It’s another grim day at the human factory. There is strong evidence to suggest that a prize-winning short story published this week in celebrated literary magazine Granta was entirely generated by AI.

Jamir Nazir’s “The Serpent in the Grove,” was published in Granta in partnership with the Commonwealth Foundation Short Story Prize, which annually recognizes unpublished fiction from around the British Commonwealth. Nazir’s story, which follows a rum-drinking farmer who comes across an enchanted grove, was the recognized entry from the Caribbean region.

A set of judges chaired by award-winning novelist Louise Doughty appreciated the story’s “precise yet richly evocative” language, and selected the piece as a regional finalist from a whopping class of 7,806 entries across the board.
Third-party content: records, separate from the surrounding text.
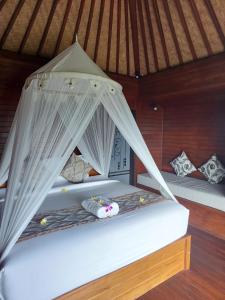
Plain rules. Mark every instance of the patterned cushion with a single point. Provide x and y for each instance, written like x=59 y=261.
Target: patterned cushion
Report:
x=213 y=170
x=182 y=165
x=76 y=169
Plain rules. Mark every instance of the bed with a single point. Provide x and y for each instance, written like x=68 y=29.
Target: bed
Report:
x=51 y=265
x=193 y=189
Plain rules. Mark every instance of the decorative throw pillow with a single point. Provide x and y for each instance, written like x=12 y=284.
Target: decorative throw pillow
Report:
x=182 y=165
x=213 y=170
x=76 y=169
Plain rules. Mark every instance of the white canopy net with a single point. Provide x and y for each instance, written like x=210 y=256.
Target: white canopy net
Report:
x=58 y=111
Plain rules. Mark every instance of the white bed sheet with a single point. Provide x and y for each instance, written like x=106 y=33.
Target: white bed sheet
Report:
x=194 y=189
x=48 y=266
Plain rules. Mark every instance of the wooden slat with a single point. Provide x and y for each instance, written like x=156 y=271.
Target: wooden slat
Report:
x=161 y=33
x=62 y=29
x=151 y=34
x=89 y=24
x=143 y=35
x=215 y=21
x=47 y=26
x=134 y=29
x=186 y=30
x=11 y=22
x=80 y=12
x=2 y=3
x=102 y=6
x=126 y=14
x=109 y=34
x=118 y=35
x=170 y=22
x=200 y=26
x=30 y=25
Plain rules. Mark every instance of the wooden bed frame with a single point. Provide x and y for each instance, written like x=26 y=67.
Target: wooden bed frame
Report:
x=137 y=278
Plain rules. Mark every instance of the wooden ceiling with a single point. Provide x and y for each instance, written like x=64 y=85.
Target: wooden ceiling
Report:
x=123 y=36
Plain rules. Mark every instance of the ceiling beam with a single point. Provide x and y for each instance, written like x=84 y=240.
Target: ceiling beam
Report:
x=126 y=13
x=143 y=35
x=161 y=33
x=90 y=17
x=63 y=26
x=30 y=25
x=80 y=12
x=118 y=35
x=11 y=22
x=102 y=6
x=2 y=3
x=172 y=29
x=200 y=26
x=134 y=29
x=151 y=35
x=109 y=34
x=216 y=23
x=47 y=26
x=185 y=27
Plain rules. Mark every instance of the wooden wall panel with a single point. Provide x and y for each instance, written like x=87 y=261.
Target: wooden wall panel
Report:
x=197 y=127
x=187 y=81
x=192 y=98
x=150 y=123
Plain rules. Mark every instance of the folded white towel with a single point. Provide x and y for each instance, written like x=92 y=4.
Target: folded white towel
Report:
x=101 y=207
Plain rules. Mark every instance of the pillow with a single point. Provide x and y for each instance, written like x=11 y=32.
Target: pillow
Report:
x=182 y=165
x=76 y=169
x=213 y=170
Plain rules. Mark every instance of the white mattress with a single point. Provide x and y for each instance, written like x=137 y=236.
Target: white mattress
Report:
x=193 y=189
x=48 y=266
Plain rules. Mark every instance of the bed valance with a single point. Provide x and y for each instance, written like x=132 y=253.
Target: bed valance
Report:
x=67 y=103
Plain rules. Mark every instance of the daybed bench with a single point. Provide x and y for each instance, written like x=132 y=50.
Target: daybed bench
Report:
x=197 y=190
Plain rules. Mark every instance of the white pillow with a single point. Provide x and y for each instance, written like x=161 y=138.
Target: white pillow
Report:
x=76 y=169
x=213 y=170
x=182 y=165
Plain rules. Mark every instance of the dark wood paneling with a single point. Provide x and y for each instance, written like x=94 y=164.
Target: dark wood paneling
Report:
x=198 y=128
x=193 y=101
x=193 y=79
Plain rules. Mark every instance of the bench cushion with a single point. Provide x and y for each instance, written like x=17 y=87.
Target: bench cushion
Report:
x=193 y=189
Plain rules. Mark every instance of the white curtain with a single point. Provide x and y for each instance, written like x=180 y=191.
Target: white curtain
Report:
x=50 y=122
x=53 y=117
x=118 y=109
x=97 y=142
x=7 y=153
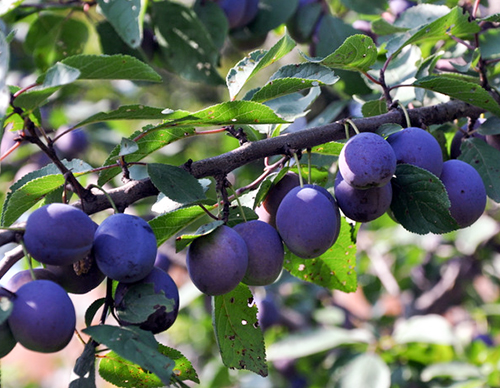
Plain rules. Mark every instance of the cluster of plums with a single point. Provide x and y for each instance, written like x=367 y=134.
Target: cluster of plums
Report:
x=77 y=255
x=368 y=162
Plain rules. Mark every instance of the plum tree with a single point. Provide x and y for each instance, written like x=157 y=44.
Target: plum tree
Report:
x=160 y=320
x=362 y=205
x=217 y=262
x=78 y=278
x=269 y=206
x=413 y=145
x=265 y=252
x=307 y=222
x=466 y=191
x=43 y=317
x=367 y=160
x=59 y=234
x=125 y=247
But literary sleuths smelled a rat.

Ethan Mollick, a Wharton professor who studies AI’s effects on education and the workplace, broke down this “Turing Test of sorts” in a helpful Bluesky thread.

Off a hunch, Mollick ran the story through Pangram, a program that detects AI writing with 99% accuracy. (And because this is a slippery, evolving science, Mollick also cited independent research re: the tool’s efficacy.) Pangram has an extremely low false positive rate. And “The Serpent in the Grove” came back with 100% red flags.